The Regency period (1812-1830) saw furniture become extremely handsome indeed, with intricate small carvings extending from slender, plain expanses of strikingly coloured wood.  Cabinet makers sought inspiration from the ancient civilizations of Rome and Greece, meaning columns and neoclassical styles were reflected in this elegant period of furniture making.  Regency furniture saw the introduction of such features as lion carved feet and the use of quality timbers like Rosewood.
Victorian furniture (1837-1901) was a melange of many older styles.  In keeping with the people of the time, Victorian era furniture was designed to be imposing and titillated with much carved decoration and lots of ornament.  However, despite this the furniture was also surprisingly comfortable and user friendly.  Rosewood, Oak and Mahogany were the preferred woods of the period.
The Edwardian period (1901-1910) saw the introduction of mass produced furniture.  Still of a good quality, this period saw shameless re-production of many of the older styles, mainly in Mahogany and Oak woods.

There is also a difference in pieces depending in which geographical location they were produced.  Some people yearn for English crafted pieces whilst others adore the intricate, quality pieces created in various other European countries such as France.

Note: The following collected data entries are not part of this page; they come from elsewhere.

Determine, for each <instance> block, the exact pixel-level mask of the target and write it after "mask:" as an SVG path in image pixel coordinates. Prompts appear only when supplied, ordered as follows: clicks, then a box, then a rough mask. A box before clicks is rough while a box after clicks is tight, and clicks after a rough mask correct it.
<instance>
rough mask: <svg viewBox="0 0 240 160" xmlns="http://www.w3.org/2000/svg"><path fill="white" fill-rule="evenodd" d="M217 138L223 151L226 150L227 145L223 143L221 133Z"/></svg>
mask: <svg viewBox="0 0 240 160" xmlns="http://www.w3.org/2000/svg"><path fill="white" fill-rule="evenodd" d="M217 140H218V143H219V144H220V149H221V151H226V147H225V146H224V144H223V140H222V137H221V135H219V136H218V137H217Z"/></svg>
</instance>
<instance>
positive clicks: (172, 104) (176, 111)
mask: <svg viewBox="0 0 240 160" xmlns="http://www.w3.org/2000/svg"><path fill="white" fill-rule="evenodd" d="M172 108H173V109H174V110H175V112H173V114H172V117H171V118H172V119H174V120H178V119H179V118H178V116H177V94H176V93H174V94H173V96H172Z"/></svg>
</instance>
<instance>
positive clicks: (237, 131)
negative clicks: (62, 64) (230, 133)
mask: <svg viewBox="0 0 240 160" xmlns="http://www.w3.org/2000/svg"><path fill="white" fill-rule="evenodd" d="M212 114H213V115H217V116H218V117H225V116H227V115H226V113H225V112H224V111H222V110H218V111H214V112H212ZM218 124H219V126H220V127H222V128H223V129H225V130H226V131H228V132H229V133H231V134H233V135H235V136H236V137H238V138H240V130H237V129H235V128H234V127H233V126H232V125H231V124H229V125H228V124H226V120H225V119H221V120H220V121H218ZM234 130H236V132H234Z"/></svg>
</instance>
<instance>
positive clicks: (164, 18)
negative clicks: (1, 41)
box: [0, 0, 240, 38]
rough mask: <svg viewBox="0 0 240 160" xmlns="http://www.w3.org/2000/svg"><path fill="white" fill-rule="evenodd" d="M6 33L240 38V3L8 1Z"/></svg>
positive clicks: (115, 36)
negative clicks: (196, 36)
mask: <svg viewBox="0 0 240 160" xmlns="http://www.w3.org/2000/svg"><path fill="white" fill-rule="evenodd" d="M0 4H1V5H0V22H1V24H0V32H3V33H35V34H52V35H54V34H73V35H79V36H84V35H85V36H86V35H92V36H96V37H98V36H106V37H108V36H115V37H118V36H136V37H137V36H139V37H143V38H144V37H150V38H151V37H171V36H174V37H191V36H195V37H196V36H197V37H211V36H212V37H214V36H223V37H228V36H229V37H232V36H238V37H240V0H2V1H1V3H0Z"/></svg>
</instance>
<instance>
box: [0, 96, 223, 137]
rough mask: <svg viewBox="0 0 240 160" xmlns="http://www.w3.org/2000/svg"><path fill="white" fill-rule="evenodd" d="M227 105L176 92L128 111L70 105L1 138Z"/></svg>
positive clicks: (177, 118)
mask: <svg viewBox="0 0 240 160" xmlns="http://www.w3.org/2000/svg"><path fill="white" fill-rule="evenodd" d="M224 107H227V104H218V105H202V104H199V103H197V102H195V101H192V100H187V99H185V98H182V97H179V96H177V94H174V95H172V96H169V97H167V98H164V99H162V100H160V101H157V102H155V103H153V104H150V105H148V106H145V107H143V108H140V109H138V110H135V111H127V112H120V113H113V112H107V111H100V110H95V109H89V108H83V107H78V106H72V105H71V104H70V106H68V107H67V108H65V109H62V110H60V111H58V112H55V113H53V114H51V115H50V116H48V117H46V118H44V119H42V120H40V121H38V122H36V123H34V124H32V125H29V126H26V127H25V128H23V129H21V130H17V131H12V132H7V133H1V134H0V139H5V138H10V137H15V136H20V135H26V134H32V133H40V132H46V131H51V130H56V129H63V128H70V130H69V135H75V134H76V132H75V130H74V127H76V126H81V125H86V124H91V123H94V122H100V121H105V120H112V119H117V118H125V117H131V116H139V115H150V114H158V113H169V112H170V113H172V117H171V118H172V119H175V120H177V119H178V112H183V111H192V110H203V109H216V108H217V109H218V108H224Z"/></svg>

Increasingly popular are vintage pieces from the 1950′s and 60′s. Retro is very much the in thing right now, with many people clamouring for originals with which to furnish their homes.  You only need to glance in any modern furniture store’s catalogue to see how this era has inspired today’s current styles.

Whatever your favoured style of antique furniture, now is probably one of the best times in recent times in which to make purchases.  With bank interest rates at virtually zero, the canny investor can not only put their money into something which is almost guaranteed to be worth more in the future, but will have a unique and beautiful pieces which can be enjoyed and appreciated each and every day.